要精密検査・要治療と診断された方は、なるべく早く医療機関を受診しましょう。
コレステロールや中性脂肪はそのままでは血液中に溶けることができません。そこで、水に馴染むためにタンパク質と結合して「リポタンパク」という複合体粒子になり血液中を移動します。言わばリポタンパクは血中脂質の運搬役になります。
コレステロールと関わるリポタンパクにはVLDL、LDL、HDLがあります。
「LDL(低比重リポタンパク)」には、肝臓で作られたコレステロールを全身へ運ぶ働きがあります。このLDLに含まれるコレステロールを「LDL-コレステロール」と呼んでいます。
LDLが増えると、血管壁に溜ってしまいます。
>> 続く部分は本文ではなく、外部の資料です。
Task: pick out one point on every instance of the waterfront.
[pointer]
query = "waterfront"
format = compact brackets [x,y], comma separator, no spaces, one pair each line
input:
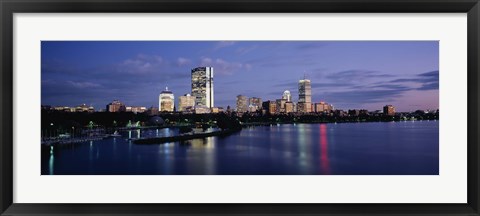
[374,148]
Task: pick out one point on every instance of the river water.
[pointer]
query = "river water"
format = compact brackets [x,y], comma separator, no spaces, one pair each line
[377,148]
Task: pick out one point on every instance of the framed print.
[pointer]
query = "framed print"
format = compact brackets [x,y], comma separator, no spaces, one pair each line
[211,107]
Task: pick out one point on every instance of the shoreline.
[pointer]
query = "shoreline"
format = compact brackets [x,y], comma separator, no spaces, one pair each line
[185,137]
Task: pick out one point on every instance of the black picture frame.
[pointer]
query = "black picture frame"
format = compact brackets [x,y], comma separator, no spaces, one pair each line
[9,7]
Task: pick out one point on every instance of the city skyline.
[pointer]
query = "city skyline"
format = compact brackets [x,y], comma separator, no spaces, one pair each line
[347,74]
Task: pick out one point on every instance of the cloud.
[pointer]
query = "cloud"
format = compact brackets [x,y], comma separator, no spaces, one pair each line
[141,64]
[356,75]
[363,96]
[224,67]
[183,61]
[311,45]
[83,84]
[245,50]
[427,81]
[223,44]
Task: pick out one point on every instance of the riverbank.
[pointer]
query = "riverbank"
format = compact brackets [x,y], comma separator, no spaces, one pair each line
[246,124]
[185,137]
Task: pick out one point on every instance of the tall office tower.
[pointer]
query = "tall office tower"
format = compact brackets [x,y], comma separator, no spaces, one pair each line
[185,101]
[289,107]
[389,110]
[116,106]
[242,105]
[255,104]
[304,96]
[166,101]
[269,107]
[202,86]
[281,105]
[287,96]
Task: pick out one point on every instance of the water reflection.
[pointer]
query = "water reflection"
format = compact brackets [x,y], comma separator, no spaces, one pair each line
[51,161]
[302,149]
[325,163]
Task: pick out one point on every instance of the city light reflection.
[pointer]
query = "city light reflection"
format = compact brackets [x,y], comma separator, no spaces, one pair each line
[51,162]
[324,160]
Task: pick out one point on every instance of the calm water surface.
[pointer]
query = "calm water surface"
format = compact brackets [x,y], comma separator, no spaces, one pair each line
[382,148]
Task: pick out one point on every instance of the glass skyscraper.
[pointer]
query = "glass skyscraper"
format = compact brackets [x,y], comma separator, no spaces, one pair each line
[202,86]
[304,96]
[166,101]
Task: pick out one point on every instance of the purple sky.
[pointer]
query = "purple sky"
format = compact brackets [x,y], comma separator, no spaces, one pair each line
[347,74]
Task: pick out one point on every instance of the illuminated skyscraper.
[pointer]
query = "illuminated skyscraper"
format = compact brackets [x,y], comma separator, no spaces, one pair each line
[255,104]
[202,86]
[287,96]
[280,105]
[242,105]
[116,106]
[166,101]
[304,96]
[185,101]
[389,110]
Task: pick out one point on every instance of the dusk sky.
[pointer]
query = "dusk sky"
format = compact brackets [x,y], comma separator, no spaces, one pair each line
[347,74]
溜ったコレステロールが動脈硬化の促進要因になることから「悪玉コレステロール」と呼ばれています。
・基準値 65~140mg/dl (*樫本病院の基準値 施設や学会等により基準値設定の違いがあります)
【基準値から外れた場合に考えられること】
脂質異常症、動脈硬化、腎臓病、肝硬変
HDLに運ばれているコレステロールを「HDL-コレステロール」と呼びます。
HDLには、血液中や動脈の壁に付着しているコレステロールを回収して肝臓へ戻す働きがあり、「善玉コレステロール」と呼ばれています。
HDLが少なすぎると動脈の壁に付着しているコレステロールを回収しきれずに、動脈硬化を起こし、やがては血液の通り道を塞いでしまうことがあります。
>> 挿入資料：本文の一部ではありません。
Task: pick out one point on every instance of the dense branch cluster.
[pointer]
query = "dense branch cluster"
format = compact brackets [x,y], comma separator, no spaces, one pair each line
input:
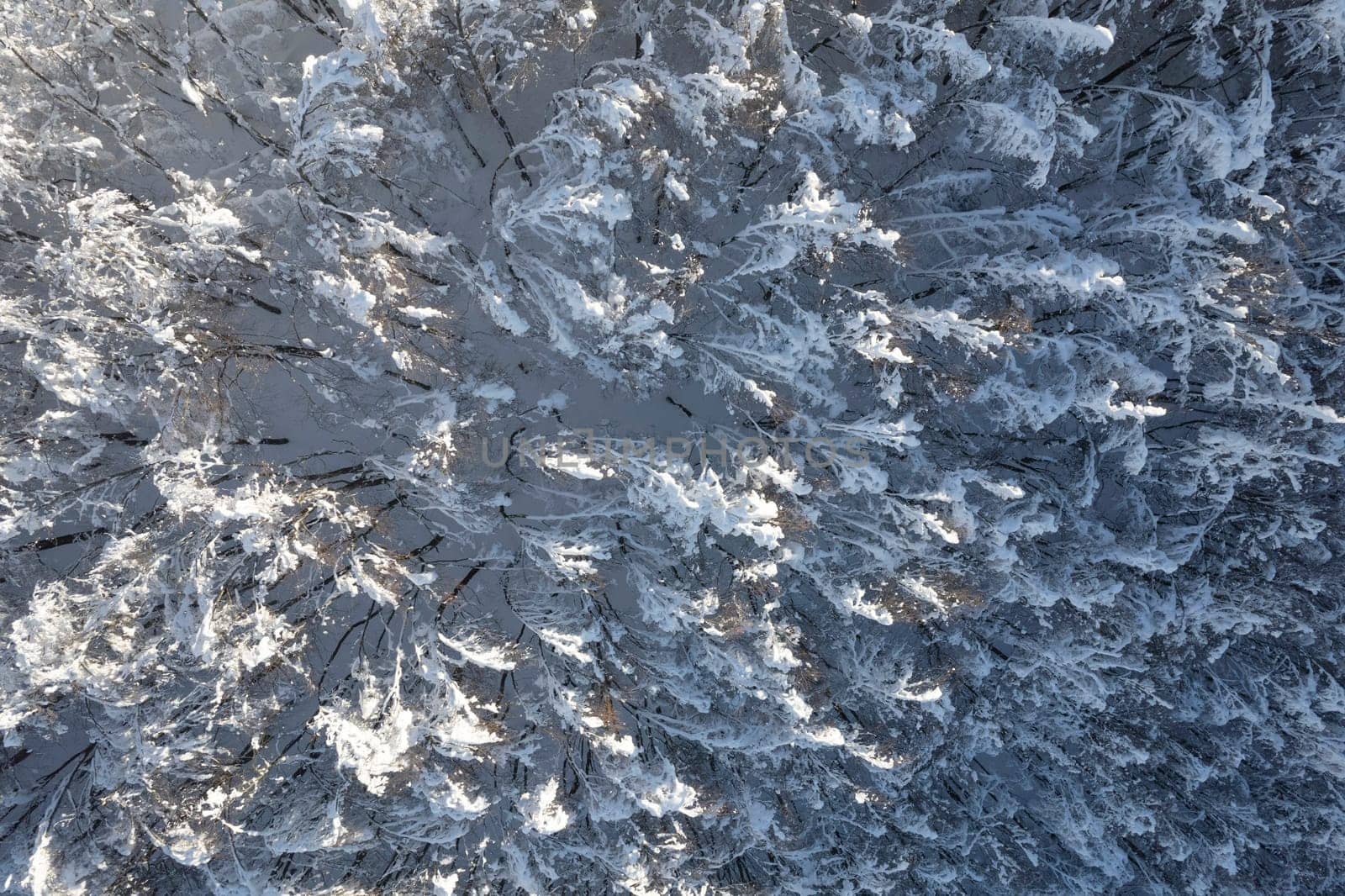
[1035,311]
・基準値 男性 40~90mg/dl 女性 40~103mg/dl
(*樫本病院の基準値 施設や学会等により基準値設定の違いがあります)
【基準値から外れた場合に考えられること 】
脂質異常症、動脈硬化、腎臓病、肝硬変、糖尿病、甲状腺機能異常症
血液中に含まれるすべてのコレステロールを測定した総量を「総コレステロール」と言います。
コレステロールは、細胞を包んでいる細胞膜の成分です。細胞は細胞膜を介して栄養分のやり取りをしているため、コレステロールが不足すればこの機能がうまく働かなくなってしまいます。また、コレステロールは、ホルモンや胆汁酸、ビタミンKの材料になっており、健康維持に不可欠なものです。
・基準値 142~220㎎/dl(*樫本病院の基準値 施設や学会等により基準値設定の違いがあります)
【基準値から外れた場合に考えられること】
脂質異常症、栄養吸収障害、ホルモンの病気(甲状腺機能亢進症・甲状腺機能低下症・下垂体機能低下症など)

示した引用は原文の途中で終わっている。